Des personnes déjà verbalisées ont été placées en garde à vue pour “mise en danger de la vie d’autrui”.
“Le propre des grandes crises sanitaires contemporaines est d’être inédites et imprévisibles”, a souligné le ministre de la Santé Olivier Véran samedi devant les députés. L’Etat doit prendre en conséquence “des mesures inédites et imprévisibles mais qui doivent néanmoins s’inscrire dans le strict respect de l’État de droit et des libertés publiques et individuelles”.
La polémique sur l’absence de masques de protection a continué de grandir, la France ayant réduit a minima son stock de masques ces dernières années afin de rationaliser les coûts.
Le gouvernement a reconnu des “difficultés logistiques” dans la production et la distribution de ces masques alloués en priorité aux soignants, mais que de nombreuses professions au contact du public réclament, comme les policiers.
Le Premier ministre Edouard Philippe a indiqué samedi que “40 prototypes” de masques étaient actuellement “en cours de test” afin d’augmenter les capacités de production.
La prolongation du confinement, décrété jusqu’à fin mars, “n’a pas été actée”, selon Christophe Castaner. Mais tout laisse penser qu’elle le sera, comme en Italie, qui enregistre le plus de décès au monde (plus de 4.000, devant la Chine).
“La crise va s’intensifier au cours de la semaine qui vient et le nombre de cas graves et de morts augmentera”, a prévenu Jean-François Delfraissy, le président du conseil scientifique sur le Covid-19, samedi dans Le Monde.
“Le confinement, dans l’état actuel des ressources, est la seule façon de casser la courbe de l’épidémie et d’éviter que le système de soins explose en vol”, a-t-il dit.
Le confinement pourra cesser “quand le virus ne circulera plus”, a jugé Olivier Véran, estimant le nombre de malades en France à 20.000. La majorité d’entre eux ne sont pas testés, donc pas détectés.
L’épidémie a causé à ce jour la mort de 450 patients (78 supplémentaires vendredi) et entraîné l’hospitalisation de 5.226 malades, dont près de 1.300 en réanimation, selon le ministère de la Santé.

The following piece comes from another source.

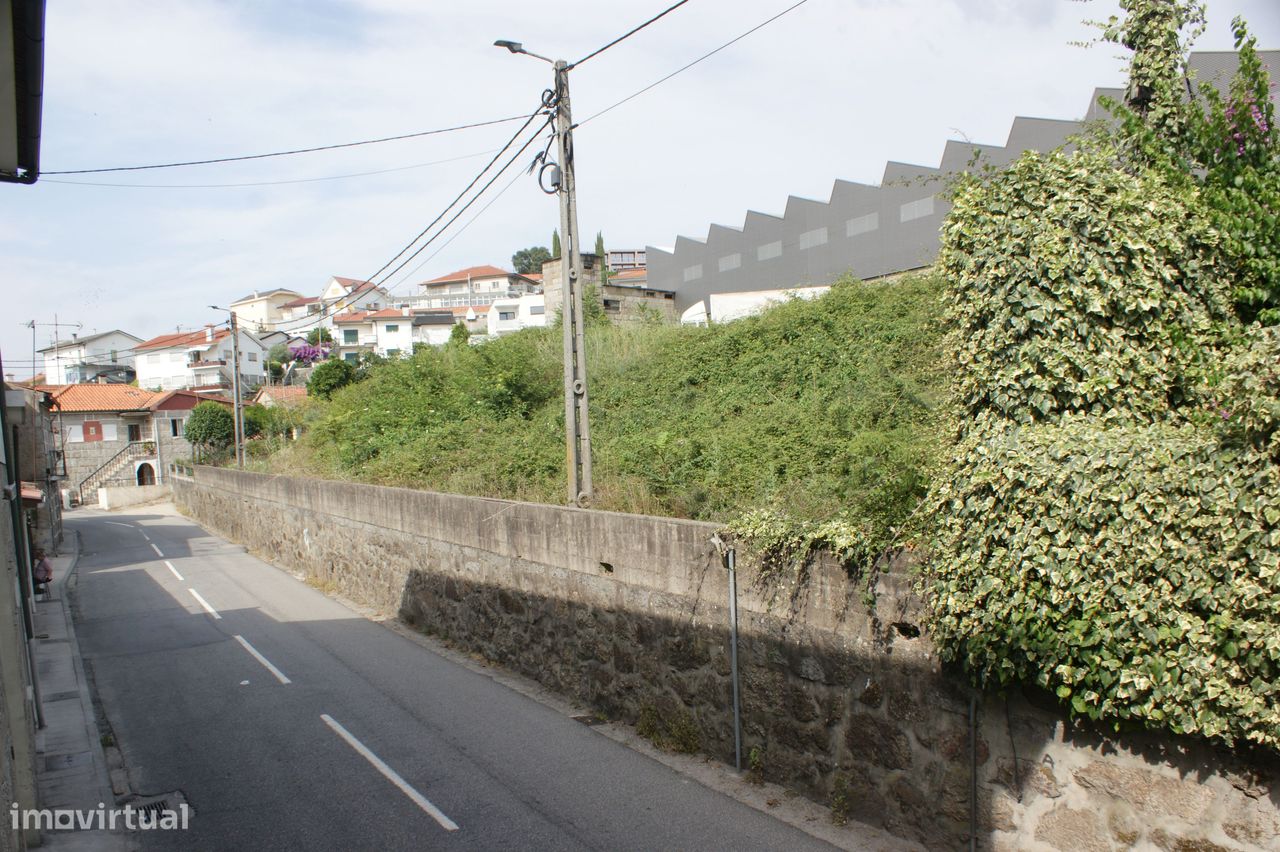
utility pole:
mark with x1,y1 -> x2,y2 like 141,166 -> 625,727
493,40 -> 593,508
230,311 -> 244,471
556,59 -> 591,507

Près de 1.600 patients ont quitté les hôpitaux, guéris.
“La moitié des patients en réanimation ont moins de 60 ans”, a rappelé le directeur général de la Santé, Jérôme Salomon.
Les sept régions les plus touchées sont le Grand Est, la Corse, l’Ile-de-France, les Hauts-de-France, la Bourgogne-Franche-Comté, Auvergne-Rhône Alpes et désormais la Nouvelle-Aquitaine.
Un avion militaire médicalisé a décollé d’Istres (Bouches-du-Rhône) samedi matin vers Mulhouse, où il a embarqué des patients atteints du nouveau coronavirus à destination de l’Aquitaine. Arrivé en début d’après-midi à l’aéroport de Bordeaux, selon le ministère des Armées, il s’agit du second A330 Phénix de l’armée de l’air utilisé en quelques jours pour évacuer vers d’autres régions des malades d’Alsace, région particulièrement touchée.
A Mulhouse, où l’hôpital est totalement saturé par un afflux croissant de malades, un hôpital militaire est en cours de déploiement, a constaté l’AFP.
“Face à l’urgence et à l’ampleur de l’épidémie”, notamment en Ile-de-France, les hôpitaux de Paris (AP-HP) en appellent aux “professionnels médicaux et paramédicaux disponibles dans les semaines à venir” renforcer les équipes de ses 39 hôpitaux.
Le Parlement a adopté définitivement vendredi le volet financier des mesures d’urgence face au coronavirus, mais les débats à l’Assemblée sur l’autre texte permettant d’instaurer un état d’urgence sanitaire se sont éternisés au sujet de sa durée: un mois ou deux? Combiné au projet de loi d’urgence voté en première lecture au Sénat et qui sera examiné samedi par l’Assemblée nationale, le texte prévoit 45 milliards d’euros pour aider les entreprises en difficulté et financer le chômage partiel des salariés.
Edouard Philippe a annoncé samedi la suspension générale du jour de carence en cas d’arrêt maladie pendant la durée de l’état d’urgence sanitaire qui doit être prochainement déclaré.
La France s’emploie par ailleurs à organiser le retour d’environ 130.000 ressortissants bloqués à l’étranger.